Basically this trend fad whatever covers motivations on the spectrum from "Well, I guess I would like my body to feel better and work better and this is something that I overall would like to do and is good for me" to "If you TOUCH that potato chip and also do not do 2,483 crunches every day you are a horrible person and no one will ever love or desire you because you are fat and ugly."  Again, um.  Looking at the Pinterest page for Fitspo is starting to make me anxious and depress me ("Fitspiration" is definitely less than inspiring to this particular gal") so I'm going to close it now.

It's this acute shame end of the spectrum I'm interested in, though. Because it's this kind of psychology, the humiliating personal trainer/drill sergeant manufactured voice inside the head, that I feel is uncomfortably similar to how I goad myself into writing. And that's not ok, for basically all the same reasons I feel squicked out looking at the fitspo pictures. It's the wrong reason, the wrong drive to compulsion. (Is there a right drive to compulsion?) Maybe all of these (predominantly) girls just want to do the right thing by themselves and be healthy, but a lot of it smacks of control and self-image issues and a distortion of the idea of who they are and what they could be.
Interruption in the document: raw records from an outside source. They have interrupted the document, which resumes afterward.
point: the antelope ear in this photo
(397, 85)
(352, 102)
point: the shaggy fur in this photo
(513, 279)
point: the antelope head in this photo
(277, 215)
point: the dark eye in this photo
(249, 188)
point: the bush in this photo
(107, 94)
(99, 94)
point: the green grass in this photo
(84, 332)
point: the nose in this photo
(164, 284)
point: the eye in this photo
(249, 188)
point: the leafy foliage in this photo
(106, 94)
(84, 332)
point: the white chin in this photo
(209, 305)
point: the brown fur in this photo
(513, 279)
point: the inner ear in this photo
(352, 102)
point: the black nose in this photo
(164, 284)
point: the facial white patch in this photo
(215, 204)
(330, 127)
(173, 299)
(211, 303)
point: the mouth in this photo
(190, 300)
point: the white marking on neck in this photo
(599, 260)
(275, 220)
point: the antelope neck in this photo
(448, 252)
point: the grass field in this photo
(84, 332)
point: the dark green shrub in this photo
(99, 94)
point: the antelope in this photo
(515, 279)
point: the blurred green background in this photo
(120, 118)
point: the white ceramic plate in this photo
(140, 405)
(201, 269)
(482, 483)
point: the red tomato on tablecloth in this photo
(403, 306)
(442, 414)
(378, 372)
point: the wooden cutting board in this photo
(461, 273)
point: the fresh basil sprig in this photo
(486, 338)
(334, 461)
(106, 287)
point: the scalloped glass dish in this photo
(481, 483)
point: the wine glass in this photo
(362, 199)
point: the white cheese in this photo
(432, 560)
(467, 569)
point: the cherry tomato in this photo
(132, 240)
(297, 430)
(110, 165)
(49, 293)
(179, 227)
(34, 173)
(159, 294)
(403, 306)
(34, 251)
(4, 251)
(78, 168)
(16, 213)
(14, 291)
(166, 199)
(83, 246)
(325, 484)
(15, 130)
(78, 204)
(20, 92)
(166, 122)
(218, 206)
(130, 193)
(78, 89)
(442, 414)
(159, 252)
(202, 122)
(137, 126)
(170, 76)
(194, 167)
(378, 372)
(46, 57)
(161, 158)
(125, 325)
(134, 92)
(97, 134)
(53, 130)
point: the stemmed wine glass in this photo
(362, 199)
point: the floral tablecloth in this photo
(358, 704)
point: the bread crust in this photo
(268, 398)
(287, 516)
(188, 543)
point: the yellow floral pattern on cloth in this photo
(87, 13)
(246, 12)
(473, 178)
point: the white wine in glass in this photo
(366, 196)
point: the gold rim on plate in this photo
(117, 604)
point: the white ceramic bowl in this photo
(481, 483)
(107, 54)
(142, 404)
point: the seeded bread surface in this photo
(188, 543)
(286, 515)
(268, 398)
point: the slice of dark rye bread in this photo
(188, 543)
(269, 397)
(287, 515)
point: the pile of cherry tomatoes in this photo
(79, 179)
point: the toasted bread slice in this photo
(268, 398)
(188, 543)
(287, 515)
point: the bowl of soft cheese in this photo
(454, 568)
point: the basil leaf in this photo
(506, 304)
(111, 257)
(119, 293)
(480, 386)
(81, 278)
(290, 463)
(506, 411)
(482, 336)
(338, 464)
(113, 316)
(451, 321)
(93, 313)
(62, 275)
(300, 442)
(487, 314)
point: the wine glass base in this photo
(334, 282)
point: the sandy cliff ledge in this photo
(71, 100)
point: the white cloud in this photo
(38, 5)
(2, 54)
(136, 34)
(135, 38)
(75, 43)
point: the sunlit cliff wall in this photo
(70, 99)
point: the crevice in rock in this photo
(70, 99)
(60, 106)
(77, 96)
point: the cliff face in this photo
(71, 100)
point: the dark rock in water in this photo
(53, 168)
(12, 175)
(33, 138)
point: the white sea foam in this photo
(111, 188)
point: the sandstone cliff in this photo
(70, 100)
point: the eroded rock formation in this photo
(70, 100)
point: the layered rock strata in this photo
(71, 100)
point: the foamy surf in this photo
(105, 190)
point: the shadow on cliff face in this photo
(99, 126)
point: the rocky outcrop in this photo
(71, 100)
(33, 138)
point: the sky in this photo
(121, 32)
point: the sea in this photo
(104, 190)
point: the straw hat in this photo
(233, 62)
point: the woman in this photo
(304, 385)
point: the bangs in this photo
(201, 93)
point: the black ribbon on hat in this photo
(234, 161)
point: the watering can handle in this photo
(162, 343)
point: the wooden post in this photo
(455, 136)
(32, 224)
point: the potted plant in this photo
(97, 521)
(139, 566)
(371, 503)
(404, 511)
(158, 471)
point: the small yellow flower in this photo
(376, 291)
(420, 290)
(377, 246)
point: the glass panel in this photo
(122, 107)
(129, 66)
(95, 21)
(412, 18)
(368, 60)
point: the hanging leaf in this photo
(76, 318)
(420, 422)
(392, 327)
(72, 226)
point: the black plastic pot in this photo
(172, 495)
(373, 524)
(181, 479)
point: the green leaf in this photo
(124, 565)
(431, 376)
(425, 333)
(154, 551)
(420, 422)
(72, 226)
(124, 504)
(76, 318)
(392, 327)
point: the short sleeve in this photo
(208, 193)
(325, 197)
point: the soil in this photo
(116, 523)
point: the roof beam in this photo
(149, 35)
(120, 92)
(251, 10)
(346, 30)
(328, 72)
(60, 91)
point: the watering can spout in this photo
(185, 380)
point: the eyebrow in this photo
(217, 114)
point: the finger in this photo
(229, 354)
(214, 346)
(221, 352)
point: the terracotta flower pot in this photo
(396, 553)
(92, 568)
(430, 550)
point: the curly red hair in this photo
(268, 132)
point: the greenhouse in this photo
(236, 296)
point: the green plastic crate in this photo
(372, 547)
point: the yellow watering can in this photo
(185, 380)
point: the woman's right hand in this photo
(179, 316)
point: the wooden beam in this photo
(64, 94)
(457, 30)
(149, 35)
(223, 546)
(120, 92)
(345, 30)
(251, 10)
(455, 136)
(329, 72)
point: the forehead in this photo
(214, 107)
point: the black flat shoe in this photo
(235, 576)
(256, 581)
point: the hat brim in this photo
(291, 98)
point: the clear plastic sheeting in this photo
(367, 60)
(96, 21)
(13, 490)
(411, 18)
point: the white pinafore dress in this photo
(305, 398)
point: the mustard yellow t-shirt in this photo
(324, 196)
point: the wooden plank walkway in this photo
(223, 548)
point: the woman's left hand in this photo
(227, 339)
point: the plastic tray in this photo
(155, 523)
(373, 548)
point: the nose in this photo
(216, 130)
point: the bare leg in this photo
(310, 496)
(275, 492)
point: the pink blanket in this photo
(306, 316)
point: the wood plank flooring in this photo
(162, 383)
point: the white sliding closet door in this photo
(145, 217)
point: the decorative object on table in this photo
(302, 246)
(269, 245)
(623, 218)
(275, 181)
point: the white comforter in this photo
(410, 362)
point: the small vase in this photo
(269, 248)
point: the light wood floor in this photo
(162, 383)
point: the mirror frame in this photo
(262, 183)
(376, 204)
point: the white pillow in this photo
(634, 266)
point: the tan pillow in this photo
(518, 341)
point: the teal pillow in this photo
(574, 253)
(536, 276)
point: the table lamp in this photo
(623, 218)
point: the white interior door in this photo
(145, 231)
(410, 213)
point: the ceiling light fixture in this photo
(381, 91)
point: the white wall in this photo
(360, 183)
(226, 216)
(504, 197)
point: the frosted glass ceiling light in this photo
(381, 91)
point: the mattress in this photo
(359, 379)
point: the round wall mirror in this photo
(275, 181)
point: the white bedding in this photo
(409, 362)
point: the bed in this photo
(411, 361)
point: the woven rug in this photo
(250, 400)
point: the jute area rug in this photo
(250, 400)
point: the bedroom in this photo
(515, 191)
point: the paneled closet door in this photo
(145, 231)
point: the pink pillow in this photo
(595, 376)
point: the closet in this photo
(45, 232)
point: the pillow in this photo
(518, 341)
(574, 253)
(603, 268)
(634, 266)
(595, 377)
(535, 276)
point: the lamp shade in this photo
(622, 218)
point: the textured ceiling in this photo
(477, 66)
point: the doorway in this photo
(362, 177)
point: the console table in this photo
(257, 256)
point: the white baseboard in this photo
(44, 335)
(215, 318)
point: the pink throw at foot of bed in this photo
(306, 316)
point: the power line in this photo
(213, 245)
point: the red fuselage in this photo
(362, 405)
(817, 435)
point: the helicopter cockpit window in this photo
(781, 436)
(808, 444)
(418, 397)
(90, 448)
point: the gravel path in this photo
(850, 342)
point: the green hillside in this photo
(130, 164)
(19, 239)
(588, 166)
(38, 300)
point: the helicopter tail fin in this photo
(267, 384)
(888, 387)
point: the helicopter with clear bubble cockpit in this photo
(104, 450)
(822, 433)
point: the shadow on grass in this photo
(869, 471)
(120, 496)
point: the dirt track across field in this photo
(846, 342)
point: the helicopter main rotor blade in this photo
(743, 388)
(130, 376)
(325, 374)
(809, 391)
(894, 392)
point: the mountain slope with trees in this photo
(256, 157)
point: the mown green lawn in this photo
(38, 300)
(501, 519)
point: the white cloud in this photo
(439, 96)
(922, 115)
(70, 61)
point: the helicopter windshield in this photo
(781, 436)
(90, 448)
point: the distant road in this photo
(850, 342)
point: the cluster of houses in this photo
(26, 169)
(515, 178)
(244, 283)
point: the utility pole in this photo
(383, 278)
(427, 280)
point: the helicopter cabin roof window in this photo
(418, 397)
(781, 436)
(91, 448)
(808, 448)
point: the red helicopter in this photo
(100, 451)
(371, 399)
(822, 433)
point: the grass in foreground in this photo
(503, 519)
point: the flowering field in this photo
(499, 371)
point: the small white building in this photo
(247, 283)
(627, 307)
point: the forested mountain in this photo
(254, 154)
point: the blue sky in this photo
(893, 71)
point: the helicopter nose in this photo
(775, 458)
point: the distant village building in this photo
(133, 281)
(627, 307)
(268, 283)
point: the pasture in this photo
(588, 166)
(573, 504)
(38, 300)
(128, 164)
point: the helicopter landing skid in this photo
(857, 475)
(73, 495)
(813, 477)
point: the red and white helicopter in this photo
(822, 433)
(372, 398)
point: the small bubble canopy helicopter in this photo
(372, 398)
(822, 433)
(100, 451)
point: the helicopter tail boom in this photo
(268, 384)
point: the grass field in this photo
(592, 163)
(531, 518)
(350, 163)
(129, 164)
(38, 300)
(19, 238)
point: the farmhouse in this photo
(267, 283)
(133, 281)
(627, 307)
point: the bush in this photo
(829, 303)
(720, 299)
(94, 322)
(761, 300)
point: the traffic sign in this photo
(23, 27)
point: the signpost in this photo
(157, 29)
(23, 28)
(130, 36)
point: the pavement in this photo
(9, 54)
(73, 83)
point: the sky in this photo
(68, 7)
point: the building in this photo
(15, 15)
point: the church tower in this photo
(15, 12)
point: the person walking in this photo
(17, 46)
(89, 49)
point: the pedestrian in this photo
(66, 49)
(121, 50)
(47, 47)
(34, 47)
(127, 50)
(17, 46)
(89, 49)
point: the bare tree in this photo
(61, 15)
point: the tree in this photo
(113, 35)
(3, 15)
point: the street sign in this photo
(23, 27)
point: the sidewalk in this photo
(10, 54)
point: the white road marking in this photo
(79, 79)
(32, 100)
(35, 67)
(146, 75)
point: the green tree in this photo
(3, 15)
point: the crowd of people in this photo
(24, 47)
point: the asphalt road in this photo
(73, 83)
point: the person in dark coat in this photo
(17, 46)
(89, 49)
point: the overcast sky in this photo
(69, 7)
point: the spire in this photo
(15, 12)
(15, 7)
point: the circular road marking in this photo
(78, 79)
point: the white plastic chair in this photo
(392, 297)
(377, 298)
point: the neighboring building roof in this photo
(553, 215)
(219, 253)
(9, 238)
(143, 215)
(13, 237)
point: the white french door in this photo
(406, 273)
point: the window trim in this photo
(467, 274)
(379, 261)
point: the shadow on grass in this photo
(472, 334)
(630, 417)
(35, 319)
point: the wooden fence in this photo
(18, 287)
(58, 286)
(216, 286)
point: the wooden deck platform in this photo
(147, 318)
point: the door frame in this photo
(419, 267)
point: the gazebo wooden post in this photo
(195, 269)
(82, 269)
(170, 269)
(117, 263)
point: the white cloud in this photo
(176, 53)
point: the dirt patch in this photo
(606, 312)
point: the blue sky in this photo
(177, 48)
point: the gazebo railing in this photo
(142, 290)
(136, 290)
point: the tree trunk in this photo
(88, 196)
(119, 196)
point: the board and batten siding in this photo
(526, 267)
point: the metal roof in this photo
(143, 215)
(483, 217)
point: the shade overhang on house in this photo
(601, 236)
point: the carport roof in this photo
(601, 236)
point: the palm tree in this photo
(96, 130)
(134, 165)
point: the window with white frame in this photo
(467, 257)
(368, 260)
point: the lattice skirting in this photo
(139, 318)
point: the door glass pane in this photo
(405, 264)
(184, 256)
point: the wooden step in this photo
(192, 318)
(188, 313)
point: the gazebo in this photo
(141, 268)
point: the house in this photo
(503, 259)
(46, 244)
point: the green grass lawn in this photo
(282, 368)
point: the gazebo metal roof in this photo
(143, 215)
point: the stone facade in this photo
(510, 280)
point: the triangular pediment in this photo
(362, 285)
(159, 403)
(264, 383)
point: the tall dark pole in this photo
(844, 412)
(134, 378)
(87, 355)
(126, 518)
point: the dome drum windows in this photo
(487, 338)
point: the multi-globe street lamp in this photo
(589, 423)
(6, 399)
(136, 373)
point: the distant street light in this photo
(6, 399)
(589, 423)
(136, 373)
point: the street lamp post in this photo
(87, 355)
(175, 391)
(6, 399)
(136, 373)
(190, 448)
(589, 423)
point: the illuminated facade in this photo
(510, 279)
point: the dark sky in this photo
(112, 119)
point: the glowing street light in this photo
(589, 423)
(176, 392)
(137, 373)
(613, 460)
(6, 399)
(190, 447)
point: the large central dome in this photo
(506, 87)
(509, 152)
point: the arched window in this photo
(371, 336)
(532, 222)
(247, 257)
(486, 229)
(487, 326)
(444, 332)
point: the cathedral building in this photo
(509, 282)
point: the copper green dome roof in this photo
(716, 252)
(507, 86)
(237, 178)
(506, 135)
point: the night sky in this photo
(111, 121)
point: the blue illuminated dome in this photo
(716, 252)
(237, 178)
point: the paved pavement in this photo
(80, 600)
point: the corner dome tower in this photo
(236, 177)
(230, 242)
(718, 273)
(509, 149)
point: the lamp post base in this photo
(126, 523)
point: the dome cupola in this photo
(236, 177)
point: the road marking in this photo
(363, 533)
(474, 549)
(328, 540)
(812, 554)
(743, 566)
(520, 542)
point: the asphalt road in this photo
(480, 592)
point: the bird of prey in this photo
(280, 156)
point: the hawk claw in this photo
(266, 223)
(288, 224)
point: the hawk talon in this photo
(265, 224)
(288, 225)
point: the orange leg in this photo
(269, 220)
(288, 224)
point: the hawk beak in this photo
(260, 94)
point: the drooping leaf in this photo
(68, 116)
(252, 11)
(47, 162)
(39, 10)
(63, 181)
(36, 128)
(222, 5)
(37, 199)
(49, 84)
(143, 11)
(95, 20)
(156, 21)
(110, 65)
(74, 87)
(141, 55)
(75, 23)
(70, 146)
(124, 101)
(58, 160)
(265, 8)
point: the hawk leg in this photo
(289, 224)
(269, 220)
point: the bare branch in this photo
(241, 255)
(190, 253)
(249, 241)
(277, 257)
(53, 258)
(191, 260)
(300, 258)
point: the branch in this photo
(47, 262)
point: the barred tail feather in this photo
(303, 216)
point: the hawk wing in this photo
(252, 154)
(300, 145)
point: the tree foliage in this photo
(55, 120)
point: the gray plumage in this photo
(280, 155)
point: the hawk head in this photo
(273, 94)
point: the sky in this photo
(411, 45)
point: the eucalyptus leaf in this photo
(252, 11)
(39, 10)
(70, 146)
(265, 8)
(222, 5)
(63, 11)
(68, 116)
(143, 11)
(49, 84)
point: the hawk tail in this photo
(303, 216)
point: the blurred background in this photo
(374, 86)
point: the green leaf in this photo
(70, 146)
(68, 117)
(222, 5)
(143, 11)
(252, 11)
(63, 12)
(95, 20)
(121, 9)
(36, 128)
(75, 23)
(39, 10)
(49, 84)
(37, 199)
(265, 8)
For me, for my writing (I feel just incredibly self-conscious, by the way, talking so much about "my writing", as if it were a thing of cohesion, a fact) this is how it should be: It's not about the results. Well, okay, it is about the results, but it's not exclusively about the results. If the process isn't done "right" (or "rightish" or "in the realm of rightability"), the results are never, ever going to matter, They are never going to be good enough And yes. Ambition and the drive to succeed and to always be better are good things in their own way; I'm sure everyone can agree on that. Teachers and parents etc nod their heads. But this kind of "Do it Do it better and if you are not doing it right now nothing will ever be okay" leads to a screeching negative feedback loop. If I stop writing, the self-shaming doesn't stop, it just gets stronger. Which, of course, instead of encouraging me to pick the pen/keyboard back up, makes me even more reluctant to do so. And so the shaming gets more intense. And on and on.

This isn't how I want to write.

I want to write because I have something to say, or because I want something good to come out of it. Not because not-writing is hell, and writing is crap but slightly less personally foul. I know it's never going to be vomiting sunshine and rainbows (that sounds awful, actually), but I want it to be an overall positive process in my life.

I know that plenty of "successful" and "good" writers have had horribly unhealthy and negative relationships with their writing and their writing process and it's all compulsion etc. I've seen Naked Lunch too. But that's not me, and I have to accept that. As much as I would love to play the Tortured Writer who just burns to pick up a pen with every breath and can't stop no matter how brutal, that's not my role. If I want to keep writing. I'm going to have to be the one that pushes myself to do that, not some mythical inner fire.

So let's just hope I can get away from this culture of shame I have immersed myself in and find some way to do that without causing some kind of neurotic break.